C’era un tempo in cui Internet non era una presenza costante, ma un appuntamento. L’appuntamento con il modem. Quel piccolo scatolotto grigio, con le lucine che lampeggiavano come in una discoteca per lombrichi, era la nostra porta verso un mondo nuovo, misterioso e rumorosissimo.
Già, perché il modem non si collegava in silenzio: cantava. O meglio, emetteva quella sinfonia di fischi, fruscii e gracchi che oggi suonano come rumore bianco, ma allora erano pura emozione. Era il suono dell’attesa, il jingle della speranza: se la connessione riusciva, ti sentivi un hacker della NASA; se cadeva, bestemmiavi in dialetto.
Collegarsi significava occupare la linea telefonica. Ogni “mi serve il telefono!” urlato dalla mamma equivaleva a un avviso di sfratto digitale.
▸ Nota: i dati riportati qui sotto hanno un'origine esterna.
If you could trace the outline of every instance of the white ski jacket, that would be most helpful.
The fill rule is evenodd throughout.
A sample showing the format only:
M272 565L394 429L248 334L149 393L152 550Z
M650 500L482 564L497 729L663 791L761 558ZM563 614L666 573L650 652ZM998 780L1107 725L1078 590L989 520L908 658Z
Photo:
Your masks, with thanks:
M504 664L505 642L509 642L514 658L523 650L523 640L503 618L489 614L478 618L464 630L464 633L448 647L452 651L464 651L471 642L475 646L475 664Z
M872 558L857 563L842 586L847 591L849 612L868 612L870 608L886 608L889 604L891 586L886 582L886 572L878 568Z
E poi c’erano le tariffe orarie: con la bolletta si giocava alla roulette russa del portafoglio. Bastava mezz’ora di chat su IRC o un download di una foto da 300 KB per far tremare i genitori più del voto in matematica.
L’Italia degli anni ’90 scopriva Internet in modo timido e ingenuo. I primi siti sembravano volantini di sagre, con scritte lampeggianti e sfondi pieni di stelline. Ma dentro quella lentezza c’era il fascino dell’esplorazione. Ogni clic era una conquista, ogni email una lettera che valicava mondi.
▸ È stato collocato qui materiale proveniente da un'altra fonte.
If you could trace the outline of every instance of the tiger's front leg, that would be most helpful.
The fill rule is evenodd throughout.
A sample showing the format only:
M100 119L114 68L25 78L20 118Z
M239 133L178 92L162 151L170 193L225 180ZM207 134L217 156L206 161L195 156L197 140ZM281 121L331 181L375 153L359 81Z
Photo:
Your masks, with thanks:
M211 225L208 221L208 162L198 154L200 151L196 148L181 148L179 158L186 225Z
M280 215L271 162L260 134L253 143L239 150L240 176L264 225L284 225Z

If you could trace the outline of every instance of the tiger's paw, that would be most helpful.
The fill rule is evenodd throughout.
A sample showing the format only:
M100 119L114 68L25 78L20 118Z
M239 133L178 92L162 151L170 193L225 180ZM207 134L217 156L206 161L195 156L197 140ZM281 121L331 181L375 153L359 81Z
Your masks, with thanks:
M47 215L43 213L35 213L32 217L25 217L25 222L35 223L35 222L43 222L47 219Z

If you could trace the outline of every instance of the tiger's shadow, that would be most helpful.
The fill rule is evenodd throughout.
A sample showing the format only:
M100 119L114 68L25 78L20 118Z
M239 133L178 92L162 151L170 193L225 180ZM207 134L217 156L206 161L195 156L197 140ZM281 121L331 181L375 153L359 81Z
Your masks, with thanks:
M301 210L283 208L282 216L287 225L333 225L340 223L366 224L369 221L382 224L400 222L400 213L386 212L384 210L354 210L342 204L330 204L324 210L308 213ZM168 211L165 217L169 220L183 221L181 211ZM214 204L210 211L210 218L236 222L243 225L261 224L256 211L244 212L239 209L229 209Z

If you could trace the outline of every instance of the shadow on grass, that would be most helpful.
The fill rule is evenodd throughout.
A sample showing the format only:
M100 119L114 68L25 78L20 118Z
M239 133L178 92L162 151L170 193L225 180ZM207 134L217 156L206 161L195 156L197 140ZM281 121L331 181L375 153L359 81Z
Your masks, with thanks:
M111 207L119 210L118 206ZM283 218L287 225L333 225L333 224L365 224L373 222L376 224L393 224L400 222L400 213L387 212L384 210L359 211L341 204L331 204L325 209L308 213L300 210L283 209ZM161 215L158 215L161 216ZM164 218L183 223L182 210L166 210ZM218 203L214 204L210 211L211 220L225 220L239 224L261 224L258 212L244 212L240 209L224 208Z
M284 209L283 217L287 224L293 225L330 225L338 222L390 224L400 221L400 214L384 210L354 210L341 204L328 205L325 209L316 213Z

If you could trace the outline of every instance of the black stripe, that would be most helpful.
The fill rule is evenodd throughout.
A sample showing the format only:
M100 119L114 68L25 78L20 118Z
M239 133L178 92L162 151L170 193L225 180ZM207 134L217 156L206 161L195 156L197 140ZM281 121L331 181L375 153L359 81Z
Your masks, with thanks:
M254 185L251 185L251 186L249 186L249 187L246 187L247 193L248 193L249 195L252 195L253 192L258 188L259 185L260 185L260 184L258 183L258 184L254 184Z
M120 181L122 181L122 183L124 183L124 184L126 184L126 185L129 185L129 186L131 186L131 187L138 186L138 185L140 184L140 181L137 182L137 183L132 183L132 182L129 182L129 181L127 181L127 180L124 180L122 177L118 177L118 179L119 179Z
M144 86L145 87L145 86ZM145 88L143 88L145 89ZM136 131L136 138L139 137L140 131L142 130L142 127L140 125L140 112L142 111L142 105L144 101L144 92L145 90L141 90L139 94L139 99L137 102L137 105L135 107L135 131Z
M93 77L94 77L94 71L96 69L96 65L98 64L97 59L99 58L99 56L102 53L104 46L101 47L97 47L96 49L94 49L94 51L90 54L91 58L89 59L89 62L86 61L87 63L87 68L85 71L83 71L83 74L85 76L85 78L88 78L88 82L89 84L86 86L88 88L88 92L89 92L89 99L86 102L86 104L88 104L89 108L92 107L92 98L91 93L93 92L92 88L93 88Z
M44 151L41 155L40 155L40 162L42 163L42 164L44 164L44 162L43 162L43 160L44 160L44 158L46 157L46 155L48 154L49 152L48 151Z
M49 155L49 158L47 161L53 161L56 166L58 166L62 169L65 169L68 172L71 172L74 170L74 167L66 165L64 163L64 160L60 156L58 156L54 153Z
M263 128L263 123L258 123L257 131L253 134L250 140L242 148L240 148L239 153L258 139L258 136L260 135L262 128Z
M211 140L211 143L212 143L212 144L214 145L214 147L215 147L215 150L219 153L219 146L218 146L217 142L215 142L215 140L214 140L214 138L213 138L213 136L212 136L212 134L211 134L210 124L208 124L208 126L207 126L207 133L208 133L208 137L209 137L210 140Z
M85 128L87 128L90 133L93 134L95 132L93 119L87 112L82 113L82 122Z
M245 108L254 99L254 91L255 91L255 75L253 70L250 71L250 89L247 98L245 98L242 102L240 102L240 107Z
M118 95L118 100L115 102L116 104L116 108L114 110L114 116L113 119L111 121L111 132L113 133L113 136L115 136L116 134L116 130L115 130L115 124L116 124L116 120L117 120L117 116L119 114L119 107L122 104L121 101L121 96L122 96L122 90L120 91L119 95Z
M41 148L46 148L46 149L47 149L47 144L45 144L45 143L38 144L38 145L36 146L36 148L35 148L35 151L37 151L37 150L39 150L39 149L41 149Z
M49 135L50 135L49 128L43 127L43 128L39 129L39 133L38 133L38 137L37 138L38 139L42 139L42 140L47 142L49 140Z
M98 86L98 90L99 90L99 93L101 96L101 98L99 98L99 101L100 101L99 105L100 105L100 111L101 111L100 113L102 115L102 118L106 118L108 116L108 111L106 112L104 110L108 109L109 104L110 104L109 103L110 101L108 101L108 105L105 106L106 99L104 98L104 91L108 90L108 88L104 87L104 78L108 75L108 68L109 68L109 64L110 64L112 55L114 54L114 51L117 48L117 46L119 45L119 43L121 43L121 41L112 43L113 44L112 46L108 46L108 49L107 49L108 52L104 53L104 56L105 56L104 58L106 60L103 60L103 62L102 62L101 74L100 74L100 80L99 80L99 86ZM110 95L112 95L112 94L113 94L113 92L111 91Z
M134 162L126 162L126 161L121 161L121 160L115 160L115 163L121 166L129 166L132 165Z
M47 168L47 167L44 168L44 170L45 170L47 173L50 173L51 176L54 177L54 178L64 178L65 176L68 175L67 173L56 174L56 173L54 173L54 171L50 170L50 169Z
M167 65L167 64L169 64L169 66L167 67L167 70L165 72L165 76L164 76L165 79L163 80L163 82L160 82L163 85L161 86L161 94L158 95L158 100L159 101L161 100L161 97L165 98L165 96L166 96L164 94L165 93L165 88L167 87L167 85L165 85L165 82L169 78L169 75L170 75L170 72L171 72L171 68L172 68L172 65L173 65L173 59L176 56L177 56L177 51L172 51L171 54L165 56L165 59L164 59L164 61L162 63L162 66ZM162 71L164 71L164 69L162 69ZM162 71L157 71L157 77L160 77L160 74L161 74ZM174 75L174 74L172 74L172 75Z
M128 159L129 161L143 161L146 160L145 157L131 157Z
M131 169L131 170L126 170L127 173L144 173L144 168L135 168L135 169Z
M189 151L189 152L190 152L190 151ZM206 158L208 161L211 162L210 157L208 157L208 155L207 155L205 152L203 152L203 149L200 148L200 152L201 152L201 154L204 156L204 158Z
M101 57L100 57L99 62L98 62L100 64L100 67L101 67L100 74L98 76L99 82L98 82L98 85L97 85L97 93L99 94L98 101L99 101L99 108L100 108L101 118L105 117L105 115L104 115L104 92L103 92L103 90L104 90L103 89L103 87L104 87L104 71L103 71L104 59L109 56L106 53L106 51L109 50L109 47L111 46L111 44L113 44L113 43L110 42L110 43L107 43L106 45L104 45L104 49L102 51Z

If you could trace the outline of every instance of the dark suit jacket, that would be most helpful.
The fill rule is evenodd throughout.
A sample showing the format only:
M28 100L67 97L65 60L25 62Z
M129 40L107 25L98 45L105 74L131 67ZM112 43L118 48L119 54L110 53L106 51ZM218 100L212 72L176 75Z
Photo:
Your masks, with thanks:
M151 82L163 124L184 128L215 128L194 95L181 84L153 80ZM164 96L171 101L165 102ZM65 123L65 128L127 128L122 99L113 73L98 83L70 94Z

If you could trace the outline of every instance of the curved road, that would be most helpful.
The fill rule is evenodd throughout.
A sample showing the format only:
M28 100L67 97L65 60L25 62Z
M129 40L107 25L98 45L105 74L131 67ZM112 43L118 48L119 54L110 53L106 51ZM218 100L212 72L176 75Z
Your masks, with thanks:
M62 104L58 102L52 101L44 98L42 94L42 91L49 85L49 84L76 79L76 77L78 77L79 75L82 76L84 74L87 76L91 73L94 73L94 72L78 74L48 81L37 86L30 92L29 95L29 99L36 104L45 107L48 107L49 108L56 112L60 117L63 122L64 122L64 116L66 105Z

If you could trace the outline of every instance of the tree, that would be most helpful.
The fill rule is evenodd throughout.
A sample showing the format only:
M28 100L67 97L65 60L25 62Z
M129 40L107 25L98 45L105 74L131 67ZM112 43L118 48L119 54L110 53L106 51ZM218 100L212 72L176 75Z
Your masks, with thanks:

E in fondo, forse quella lentezza aveva un suo perché. Ti obbligava a scegliere, ad aspettare, a dare valore a ogni secondo online. Oggi ci lamentiamo se un video non parte in tre secondi. Allora, in tre minuti, sapevamo già se potevamo permetterci di restare collegati o no.
Certo, oggi nessuno tornerebbe davvero a quel modem gracchiante. Ma chi l’ha vissuto conserva dentro di sé un piccolo ricordo affettuoso: la magia di un tempo in cui Internet entrava piano piano nelle case italiane, fischiettando in 56k.